Extractive Proof of Copyright Infringement: Bypassing the VLM Black Box Defense

Published on June 2, 2025 By Duarte André V.

Key Takeaways

  • DIS-CO is a novel, external probing method that leverages a VLM's free-form text output to infer the inclusion of specific copyrighted visual content in its training corpus.
  • The technique undermines the efficacy of 'black box' defenses by providing litigants and regulators with an actionable tool to verify training data provenance without requiring internal access.
  • Empirical testing confirms that all tested Vision-Language Models exhibit significant exposure to copyrighted material, highlighting pervasive, unmitigated compliance risks.

Original Paper: DIS-CO: Discovering Copyrighted Content in VLMs Training Data

Authors: Duarte André V., Zhao Xuandong, Oliveira Arlindo L.---

TLDR:

  • DIS-CO is a novel, external probing method that leverages a VLM’s free-form text output to infer the inclusion of specific copyrighted visual content in its training corpus.
  • The technique undermines the efficacy of ‘black box’ defenses by providing litigants and regulators with an actionable tool to verify training data provenance without requiring internal access.
  • Empirical testing confirms that all tested Vision-Language Models exhibit significant exposure to copyrighted material, highlighting pervasive, unmitigated compliance risks.

The central technical and legal challenge in contemporary AI copyright disputes is data provenance: how can a plaintiff or regulator verify what specific content was used to train a massive, proprietary model without direct access to the developer’s internal data logs? This practical difficulty provides the foundation for the pervasive “black box” defense.

A recent and highly relevant study, “DIS-CO: Discovering Copyrighted Content in VLMs Training Data,” by Duarte André V., Zhao Xuandong, and Oliveira Arlindo L., delivers a pragmatic solution that fundamentally shifts the equilibrium of proof.

Pragmatic Account of Research

The critical technical knot DIS-CO untangles is moving the inference of training data inclusion from statistical correlation (e.g., measuring image similarity or reconstruction quality) to verifiable identity extraction.

Vision-Language Models (VLMs) are trained to recognize and describe visual content. The hypothesis driving DIS-CO is straightforward: if a VLM was trained on copyrighted content (like a specific movie scene), it should possess a latent representation strong enough not just to describe the image visually, but to identify the specific source material upon request.
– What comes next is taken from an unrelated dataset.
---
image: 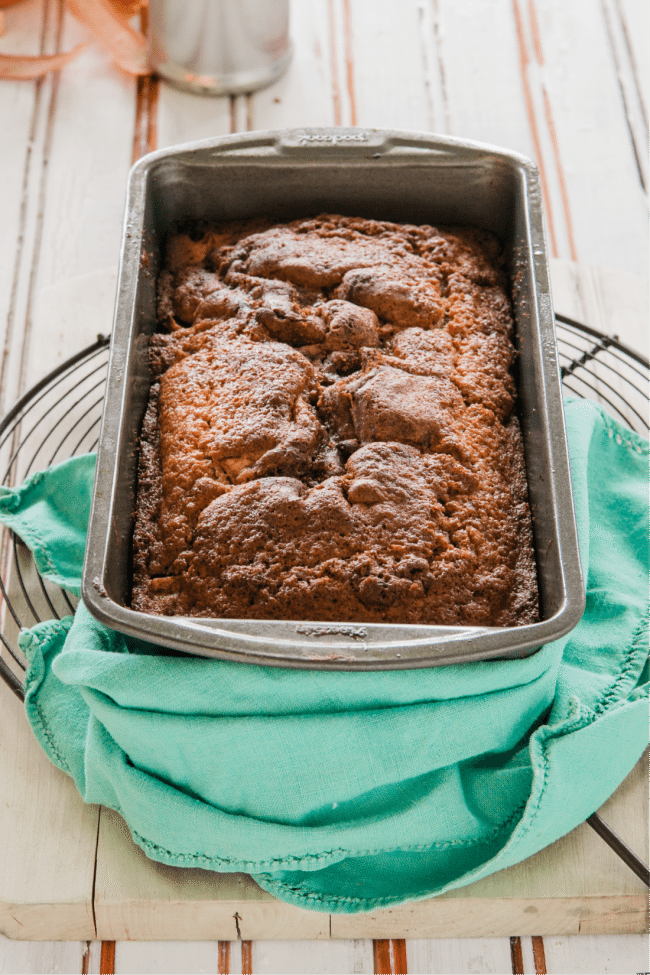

DIS-CO operates by repeatedly feeding the VLM specific frames from targeted copyrighted works (e.g., a popular film). Crucially, the method relies on the model’s free-form text completion capabilities, prompting it to answer questions like “What movie is this scene from?” or “Who is this character?” If the VLM consistently and accurately outputs the copyrighted identity, it serves as strong evidence that the model’s weights were sufficiently tuned by exposure to that content during training.

This matters profoundly beyond academia because it transforms the audit process. It provides an externally verifiable, non-invasive forensic tool for litigants. For the industry, it means the traditional defense of simply claiming ignorance about the training set composition is now technically vulnerable.

Key Findings

The research validates this approach through the introduction of MovieTection, a benchmark comprising 14,000 frames from films released before and after the cutoff dates of tested models.

  • Identity Extraction is a Superior Signal: DIS-CO demonstrates that querying a VLM for the identity of the content (the title, the character name) is a far more robust indicator of training inclusion than prior methods focused on simple visual reconstruction or feature similarity.
  • Significant Performance Gain: On models where the internal confidence scores (logits) were accessible, DIS-CO nearly doubled the average Area Under the Curve (AUC) performance compared to the best existing baseline methods for detecting training set exposure. This establishes DIS-CO as the current state-of-the-art for external verification.
  • Pervasive Exposure: The empirical results across multiple contemporary VLMs indicate that all tested models showed demonstrable exposure to copyrighted content. This finding confirms the widespread reliance on large, uncleansed, or non-permissibly licensed datasets in modern VLM development, translating directly into systemic compliance risk.

These findings have immediate implications for legal strategy, compliance, and industry norms:

For Plaintiffs and Regulators: DIS-CO provides a direct mechanism to establish the “access” element of copyright infringement claims, which often requires proving that the defendant had the opportunity to copy the work. By producing the VLM’s own output naming the copyrighted material, plaintiffs can generate powerful, objective evidence of training inclusion, circumventing the need for costly and often unsuccessful discovery attempts targeting internal training data logs. This shifts the focus of litigation from if the content was copied to whether the use was fair or permissible.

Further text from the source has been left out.